Learning support teacher Laura Martin and her colleague Fiona Boyle take the youngsters through their lessons. At playtime the children converge in the school playground with their hurls and helmets — a beacon of life during the day, when most parents work away from the parish. Only two families in the 2012 roll call at the school are full-time farmers.
Labour Senator John Whelan has led the charge against the cutbacks in rural national schools. “My serious concern is that this was viewed as purely a teacher numbers issue by Minister Quinn and his officials. It has to be viewed in a broader context,” he said.
“As originally envisaged, it would have had a devastating impact on the sustainability of life in rural ireland. Schools are integral to the viability of communities, especially in the context of increased emigration, increased unemployment and the loss of Garda stations, post offices and a raft of other community hubs. It can’t be all about book balancing. We have to look at the social consequences. If we lose schools in September this year, the following year or the year after, it will lead to rural depopulation and rural dereliction. We won’t just have ghost estates, we will have ghost villages.”
Despite the apparent U-turn on the issue, it now looks as though some parts of the country will still be devastated, especially in the West.
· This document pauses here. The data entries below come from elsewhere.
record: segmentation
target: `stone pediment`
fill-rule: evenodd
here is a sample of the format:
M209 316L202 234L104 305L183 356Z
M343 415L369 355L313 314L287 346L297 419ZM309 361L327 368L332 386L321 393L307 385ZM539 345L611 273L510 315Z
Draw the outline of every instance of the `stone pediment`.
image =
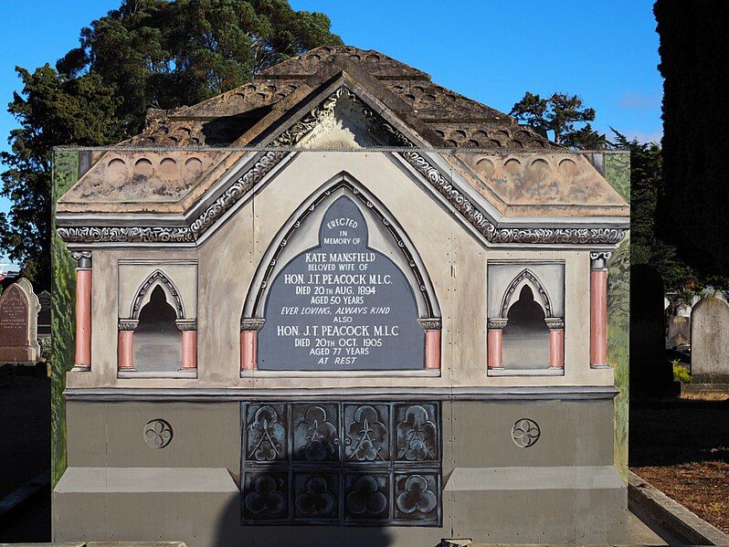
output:
M539 151L513 149L534 131L494 125L498 113L479 114L491 128L483 137L505 146L450 150L444 137L468 140L480 130L427 122L412 108L417 97L408 103L346 56L300 76L231 147L110 150L58 201L59 234L69 243L194 244L297 149L382 146L396 147L382 153L421 177L489 242L614 244L629 226L628 205L584 156L544 142ZM261 81L268 80L256 80L251 92ZM229 114L235 109L218 110L215 101L242 100L234 95L173 114Z

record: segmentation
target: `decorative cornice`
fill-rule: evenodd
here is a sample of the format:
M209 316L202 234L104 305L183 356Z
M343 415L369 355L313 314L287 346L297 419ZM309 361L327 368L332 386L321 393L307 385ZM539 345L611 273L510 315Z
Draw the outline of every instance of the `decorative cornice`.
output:
M334 107L342 96L346 96L362 106L362 112L370 121L372 131L378 139L388 145L415 148L416 145L412 141L372 110L346 86L337 88L300 121L273 139L270 145L276 147L295 145L317 125L333 119ZM285 150L264 153L253 166L208 205L189 227L71 226L58 228L58 234L67 243L194 243L288 153L290 153ZM422 174L489 242L617 245L625 237L626 230L622 228L499 228L419 152L407 150L395 153L399 153Z
M565 328L565 319L562 317L546 317L544 322L552 331Z
M178 319L174 321L177 328L185 332L186 331L197 331L197 321L194 319Z
M76 260L76 269L90 269L91 251L71 251L71 258Z
M244 317L240 320L241 331L260 331L266 320L262 317Z
M420 318L417 322L426 331L439 331L442 324L439 317Z
M605 269L608 268L608 258L612 256L609 251L590 252L590 268L592 269Z
M215 200L200 216L195 218L190 230L195 239L198 239L207 228L213 226L218 218L225 215L238 201L260 181L271 169L286 156L283 151L267 152L263 153L253 167L241 175L220 197Z
M450 181L419 153L398 153L451 205L491 243L577 243L616 245L625 237L621 228L497 228Z

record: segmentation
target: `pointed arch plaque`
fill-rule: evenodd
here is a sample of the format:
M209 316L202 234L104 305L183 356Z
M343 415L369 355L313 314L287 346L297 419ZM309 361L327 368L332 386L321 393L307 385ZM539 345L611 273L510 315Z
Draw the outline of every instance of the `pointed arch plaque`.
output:
M244 310L244 325L258 321L257 368L426 368L438 308L394 220L346 181L305 205L264 258Z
In Galway East — a constituency that hasn’t returned a senior minister in living memory — eight schools are affected. Roscommon-South Leitrim also has eight schools facing teacher cutbacks; Longford-Westmeath has six schools under threat; and Donegal South West, five.
Labour Senator John Kelly from Roscommon told the Sunday Independent he was deeply concerned that from a per head of population perspective, “Roscommon seems to have got the greatest hit, with eight schools under threat of losing a teacher.”
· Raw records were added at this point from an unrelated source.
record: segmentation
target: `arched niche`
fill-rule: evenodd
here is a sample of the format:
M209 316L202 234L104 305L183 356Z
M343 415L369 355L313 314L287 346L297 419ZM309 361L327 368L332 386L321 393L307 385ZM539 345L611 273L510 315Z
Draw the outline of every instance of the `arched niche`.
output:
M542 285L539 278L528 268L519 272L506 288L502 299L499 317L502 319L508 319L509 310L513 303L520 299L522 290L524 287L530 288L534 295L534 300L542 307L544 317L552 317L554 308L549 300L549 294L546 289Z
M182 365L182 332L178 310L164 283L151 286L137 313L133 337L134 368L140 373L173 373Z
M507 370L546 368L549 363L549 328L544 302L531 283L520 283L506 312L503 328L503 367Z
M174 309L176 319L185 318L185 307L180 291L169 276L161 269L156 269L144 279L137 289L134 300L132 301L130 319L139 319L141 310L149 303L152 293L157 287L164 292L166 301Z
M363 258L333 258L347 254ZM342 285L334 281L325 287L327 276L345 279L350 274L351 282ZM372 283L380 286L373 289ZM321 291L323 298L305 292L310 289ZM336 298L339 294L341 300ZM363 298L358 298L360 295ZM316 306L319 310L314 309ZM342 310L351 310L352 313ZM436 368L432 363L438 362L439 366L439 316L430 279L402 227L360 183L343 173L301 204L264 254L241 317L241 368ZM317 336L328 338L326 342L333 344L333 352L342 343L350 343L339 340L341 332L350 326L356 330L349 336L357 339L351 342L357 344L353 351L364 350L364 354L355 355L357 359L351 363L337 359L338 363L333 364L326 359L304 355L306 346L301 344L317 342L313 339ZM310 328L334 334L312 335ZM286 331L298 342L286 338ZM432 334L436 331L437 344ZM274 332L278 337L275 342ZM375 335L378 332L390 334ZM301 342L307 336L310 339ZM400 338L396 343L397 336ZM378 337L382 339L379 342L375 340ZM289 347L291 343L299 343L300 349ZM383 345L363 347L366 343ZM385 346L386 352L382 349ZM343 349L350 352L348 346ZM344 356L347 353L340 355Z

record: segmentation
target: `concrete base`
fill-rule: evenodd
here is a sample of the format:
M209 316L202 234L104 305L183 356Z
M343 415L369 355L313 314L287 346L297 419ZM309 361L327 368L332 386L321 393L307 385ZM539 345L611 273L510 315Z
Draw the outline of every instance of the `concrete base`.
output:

He added: “I am not happy about that. I believe that by purely assessing the savings involved we forget the social and economic benefits small schools are to rural areas. I am years campaigning for fair play for rural Ireland and I will continue to push the Minister for Education to give a degree of leniency to schools that may lose a teacher over one or two pupils.”
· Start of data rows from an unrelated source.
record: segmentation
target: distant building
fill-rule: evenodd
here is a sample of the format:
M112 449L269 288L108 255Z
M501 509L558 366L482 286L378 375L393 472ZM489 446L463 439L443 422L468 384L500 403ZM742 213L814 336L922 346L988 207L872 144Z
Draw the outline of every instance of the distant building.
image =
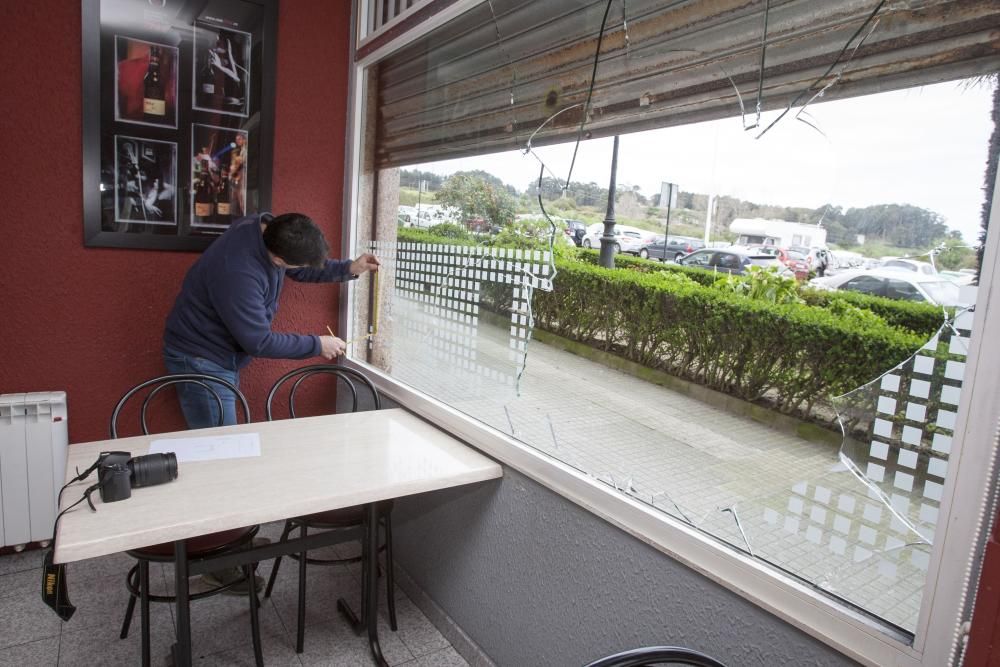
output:
M729 225L729 231L738 234L736 245L773 245L778 248L801 246L805 248L825 248L826 230L819 225L806 225L785 220L764 220L763 218L736 218Z

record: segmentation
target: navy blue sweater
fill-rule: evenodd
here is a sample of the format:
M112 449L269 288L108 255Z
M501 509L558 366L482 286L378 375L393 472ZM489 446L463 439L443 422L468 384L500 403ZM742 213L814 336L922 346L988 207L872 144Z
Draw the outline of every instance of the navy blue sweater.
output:
M264 222L268 220L264 215ZM300 282L349 280L351 260L326 260L322 269L283 269L271 263L261 216L236 221L208 247L184 277L167 317L163 343L237 370L252 357L306 359L318 356L318 336L276 333L271 321L285 274Z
Senator James Heffernan is also unconvinced that the threat to rural schools has receded. “Although the minister has said that there is an effective appeal procedure in place, I believe that the changes this year are the thin end of the wedge. As a former teacher, it is my view that the changes next year and the year after will have the potential to be devastating for rural life in Ireland. Should schools lose teachers and be forced to close down, it would be the last straw for life in rural Ireland,” the senator said.
“In Co Limerick there are around 60 schools with four or fewer teachers. These schools are the heart of their communities. If they were to be lost, it would be a major societal blow for those communities and parishes and indeed to the future of organisations like the GAA which is organised on parish lines.”
Meanwhile, Enda Kenny’s political heartland of Mayo which is the third largest county, but only 15th in terms of population, has just four schools affected.